INFORMATION

Math 497 Autumn 2008: Math Topics for Teachers

 

Instructor:

            James King, Padelford C440, email king@math.washington.edu

            Home page: www.math.washington.edu/~king

 

Office hours:  Before class and Mondays 10-11 and Tuesdays 1-2, or by appointment.

 

General information about the course

 

Content:  Counting problems in discrete math

Course format:  Work on problems in groups during class.  The group work and reflection on learning will be an important part of the course in addition to the math.

 

Homework:  Some due each week, may be due prior to class.  PLEASE MAKE A COPY of your homework for your own use while the work is out of your hands and being graded.  (You can turn in the original or the copy, as you choose.)

 

Course Notebook:  You should keep your work organized in a course notebook, written (for the most part) clearly enough that others can make some sense of it.  This is partly because you will really need to refer back to earlier work, and it gives you a permanent product from your work.  But it also will serve as a form of assessment that can be scanned to get an overall impression of your work.

 

Tests:  Most assessment will be ongoing, with questions asked during any of the classes.  But there will likely be some kind of midterm test during part of class 10/15 and also on 11/19.  There will be a final, larger take-home assignment due the last class, 12/3.  But this may change.

 

Textbook:  No textbook, but there will be problems handed out each week.

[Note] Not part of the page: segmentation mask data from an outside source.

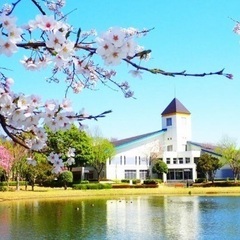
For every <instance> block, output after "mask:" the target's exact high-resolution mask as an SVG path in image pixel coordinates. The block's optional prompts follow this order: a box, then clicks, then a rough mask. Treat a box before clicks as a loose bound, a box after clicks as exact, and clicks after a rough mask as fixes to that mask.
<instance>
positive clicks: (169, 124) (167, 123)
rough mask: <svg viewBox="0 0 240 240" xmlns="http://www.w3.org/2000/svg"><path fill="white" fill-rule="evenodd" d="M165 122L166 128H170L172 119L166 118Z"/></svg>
mask: <svg viewBox="0 0 240 240" xmlns="http://www.w3.org/2000/svg"><path fill="white" fill-rule="evenodd" d="M166 121H167V122H166V123H167V126H172V118H167V119H166Z"/></svg>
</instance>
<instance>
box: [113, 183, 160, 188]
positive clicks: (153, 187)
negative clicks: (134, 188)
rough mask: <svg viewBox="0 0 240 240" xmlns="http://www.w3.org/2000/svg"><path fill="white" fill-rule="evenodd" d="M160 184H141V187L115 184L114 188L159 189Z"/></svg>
mask: <svg viewBox="0 0 240 240" xmlns="http://www.w3.org/2000/svg"><path fill="white" fill-rule="evenodd" d="M157 187H158V184H141V185H127V184H113V185H112V188H157Z"/></svg>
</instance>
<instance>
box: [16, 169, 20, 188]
mask: <svg viewBox="0 0 240 240" xmlns="http://www.w3.org/2000/svg"><path fill="white" fill-rule="evenodd" d="M19 179H20V176H19V172H17V185H16V191H19Z"/></svg>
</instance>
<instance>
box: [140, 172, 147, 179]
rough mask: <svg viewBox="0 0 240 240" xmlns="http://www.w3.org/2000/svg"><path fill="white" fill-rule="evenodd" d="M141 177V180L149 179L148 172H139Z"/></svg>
mask: <svg viewBox="0 0 240 240" xmlns="http://www.w3.org/2000/svg"><path fill="white" fill-rule="evenodd" d="M139 177H140V179H147V177H148V170H140V171H139Z"/></svg>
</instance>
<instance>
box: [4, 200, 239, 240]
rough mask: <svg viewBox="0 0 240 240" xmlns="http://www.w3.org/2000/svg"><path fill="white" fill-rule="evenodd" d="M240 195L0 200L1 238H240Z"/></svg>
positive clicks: (152, 238) (92, 238)
mask: <svg viewBox="0 0 240 240" xmlns="http://www.w3.org/2000/svg"><path fill="white" fill-rule="evenodd" d="M239 236H240V197H233V196H231V197H230V196H222V197H218V196H206V197H205V196H133V197H121V198H115V199H106V198H98V199H70V200H48V201H43V200H29V201H13V202H2V203H0V239H1V240H12V239H13V240H21V239H24V240H30V239H31V240H33V239H34V240H35V239H37V240H38V239H39V240H40V239H44V240H51V239H60V240H62V239H71V240H73V239H94V240H95V239H96V240H101V239H103V240H110V239H111V240H112V239H114V240H118V239H121V240H125V239H127V240H135V239H147V240H151V239H154V240H155V239H163V240H165V239H166V240H168V239H170V240H175V239H178V240H179V239H184V240H188V239H189V240H193V239H194V240H197V239H199V240H205V239H207V240H211V239H214V240H215V239H220V240H221V239H228V240H231V239H239Z"/></svg>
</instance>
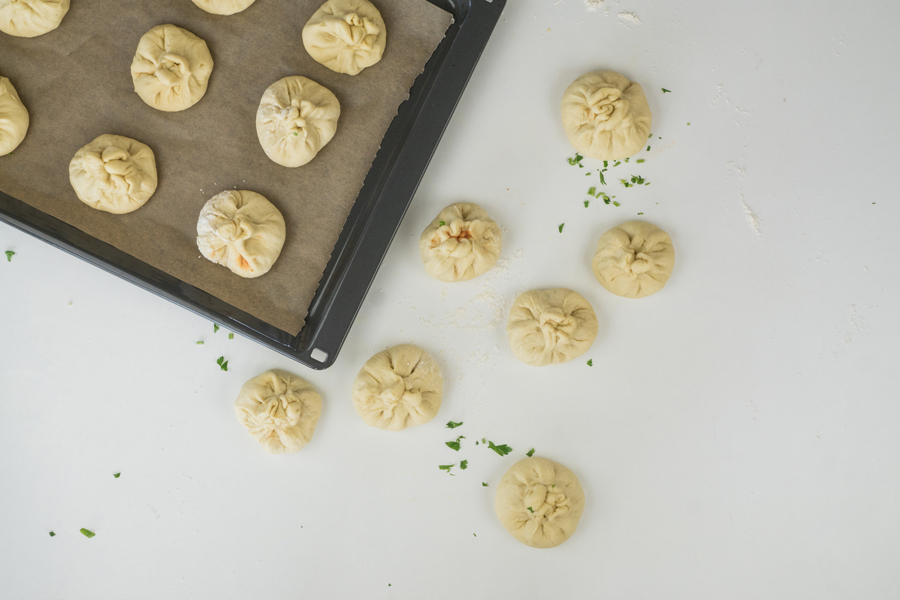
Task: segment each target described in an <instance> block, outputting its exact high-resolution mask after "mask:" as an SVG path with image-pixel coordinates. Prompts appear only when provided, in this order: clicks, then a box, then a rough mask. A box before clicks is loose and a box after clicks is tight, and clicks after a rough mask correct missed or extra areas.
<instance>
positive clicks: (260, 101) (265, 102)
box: [256, 75, 341, 167]
mask: <svg viewBox="0 0 900 600" xmlns="http://www.w3.org/2000/svg"><path fill="white" fill-rule="evenodd" d="M340 116H341V104H340V102H338V99H337V97H336V96H335V95H334V94H332V93H331V91H330V90H329V89H327V88H325V87H323V86H321V85H319V84H318V83H316V82H315V81H313V80H312V79H307V78H306V77H301V76H299V75H294V76H292V77H285V78H284V79H279V80H278V81H276V82H275V83H273V84H272V85H270V86H269V88H268V89H267V90H266V91H265V93H264V94H263V97H262V100H261V101H260V103H259V108H258V109H257V111H256V135H257V137H259V143H260V145H261V146H262V147H263V150H264V151H265V153H266V156H268V157H269V158H271V159H272V160H273V161H274V162H276V163H278V164H279V165H282V166H284V167H300V166H303V165H305V164H306V163H308V162H309V161H311V160H312V159H314V158H315V157H316V155H317V154H318V153H319V151H320V150H321V149H322V148H323V147H324V146H325V144H327V143H328V142H330V141H331V139H332V138H333V137H334V134H335V133H336V132H337V123H338V118H339V117H340Z"/></svg>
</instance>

The problem sheets come from a course offered in Seattle and New Jersey last summer, with roots in the Park City Mathematics Institute, so there will be topical references to locations and summer that don’t quite fit, but the math should not be affected.

 

Course website and email list, etc:  A website is coming.  It will be linked to the instructor homepage above.   We will likely use some of the Catalyst tools for communication and sharing on the web once the class is going.

 

Grades:  A big part of the grade will be based on the in-class work.  The class is really based on the assumption that everyone comes to class every time.  In the real world it may be necessary for reasons of illness or other reasons to miss a class, but in that case the student is responsible to making up the work.  But this must be exceptional, not a pattern.  Classroom participation is a very important part of the grade.